Democratic Attorney and 2022 Court of Appeals in District Four Candidate Bruce Burton has also announced a run.

Public Service Commission

Northern District 
Four-term Democratic Incumbent Brandon Presley was re-elected unopposed in 2019. Presley has announced that he will not run for a fifth term, instead opting to run for Governor.

No Democrats filed to run to succeed Presley, leaving the field open for three Republican challengers to run for the open seat:

 Chris Brown, Mississippi State Representative for the 20th District.
 Mandy Gunasekara, Former Environmental Protection Agency Chief of Staff.
 Tanner Newman, Tupelo Planning and Zoning Administrator.

Central District 
One-term Republican Incumbent Brent Bailey was elected in 2019 with 50.3% of the vote. He is running for re-election.

Bailey's 2019 Democratic Opponent, now-State Representative De’Keither Stamps, is facing him again in a rematch.

Southern District 
One-term Republican Incumbent Dane Maxwell was elected in 2019 with 62.6% of the vote. Maxwell will be challenged in the primary by Nelson Wayne Carr.

Transportation Commission

Northern District 
One-term Republican Incumbent John Caldwell was elected in 2019 with 63.2% of the vote. He is running for re-election unopposed.

Central District 
One-term Democrat Incumbent Willie Simmons was elected in 2019 with 51.1% of the vote.
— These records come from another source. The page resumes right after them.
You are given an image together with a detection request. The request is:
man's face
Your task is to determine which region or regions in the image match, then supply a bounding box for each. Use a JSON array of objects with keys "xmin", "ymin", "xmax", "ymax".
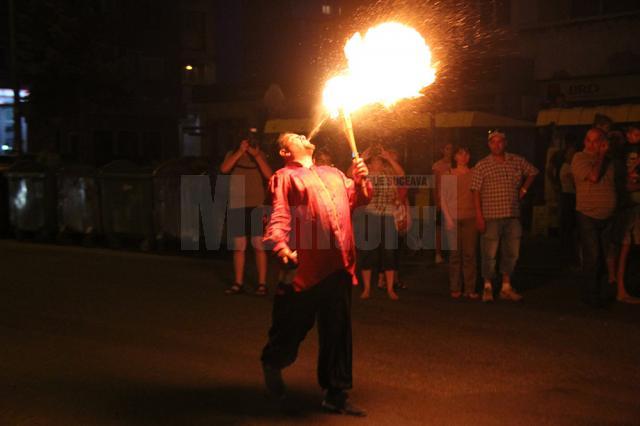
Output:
[
  {"xmin": 455, "ymin": 150, "xmax": 470, "ymax": 166},
  {"xmin": 627, "ymin": 152, "xmax": 639, "ymax": 170},
  {"xmin": 442, "ymin": 143, "xmax": 453, "ymax": 160},
  {"xmin": 314, "ymin": 152, "xmax": 332, "ymax": 166},
  {"xmin": 627, "ymin": 128, "xmax": 640, "ymax": 144},
  {"xmin": 488, "ymin": 136, "xmax": 506, "ymax": 156},
  {"xmin": 584, "ymin": 130, "xmax": 605, "ymax": 152},
  {"xmin": 281, "ymin": 134, "xmax": 315, "ymax": 158}
]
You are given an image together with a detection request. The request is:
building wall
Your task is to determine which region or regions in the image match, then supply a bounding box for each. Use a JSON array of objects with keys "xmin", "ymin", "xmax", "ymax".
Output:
[{"xmin": 513, "ymin": 5, "xmax": 640, "ymax": 80}]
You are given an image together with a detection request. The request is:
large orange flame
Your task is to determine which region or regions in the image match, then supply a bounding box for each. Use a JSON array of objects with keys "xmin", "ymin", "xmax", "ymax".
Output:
[{"xmin": 323, "ymin": 22, "xmax": 436, "ymax": 117}]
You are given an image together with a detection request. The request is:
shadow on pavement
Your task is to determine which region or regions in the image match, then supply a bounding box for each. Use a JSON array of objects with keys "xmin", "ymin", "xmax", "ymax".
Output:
[{"xmin": 15, "ymin": 380, "xmax": 324, "ymax": 425}]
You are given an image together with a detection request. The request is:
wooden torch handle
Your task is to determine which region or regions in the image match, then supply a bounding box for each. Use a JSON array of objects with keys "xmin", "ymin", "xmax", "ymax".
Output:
[{"xmin": 340, "ymin": 109, "xmax": 369, "ymax": 198}]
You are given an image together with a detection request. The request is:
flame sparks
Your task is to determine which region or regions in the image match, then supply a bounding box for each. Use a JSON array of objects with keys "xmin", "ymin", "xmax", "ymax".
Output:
[{"xmin": 322, "ymin": 22, "xmax": 436, "ymax": 117}]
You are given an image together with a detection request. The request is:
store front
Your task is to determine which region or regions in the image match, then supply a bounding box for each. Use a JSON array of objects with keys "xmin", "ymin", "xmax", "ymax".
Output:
[{"xmin": 0, "ymin": 88, "xmax": 29, "ymax": 154}]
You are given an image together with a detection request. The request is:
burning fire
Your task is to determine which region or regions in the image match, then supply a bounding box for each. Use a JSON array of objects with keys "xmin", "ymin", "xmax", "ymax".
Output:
[{"xmin": 323, "ymin": 22, "xmax": 436, "ymax": 117}]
He is running for re-election.

Ricky Pennington Jr., a Republican, is also running for the seat.

Southern District 
Three-term Republican Incumbent Tom King won re-election unopposed in 2019. On November 16, 2022, King announced he would retire at the end of his term and not seek re-election.

Republican State Representative for the 111th District Charles Busby will face off against Independent Steven Brian Griffin.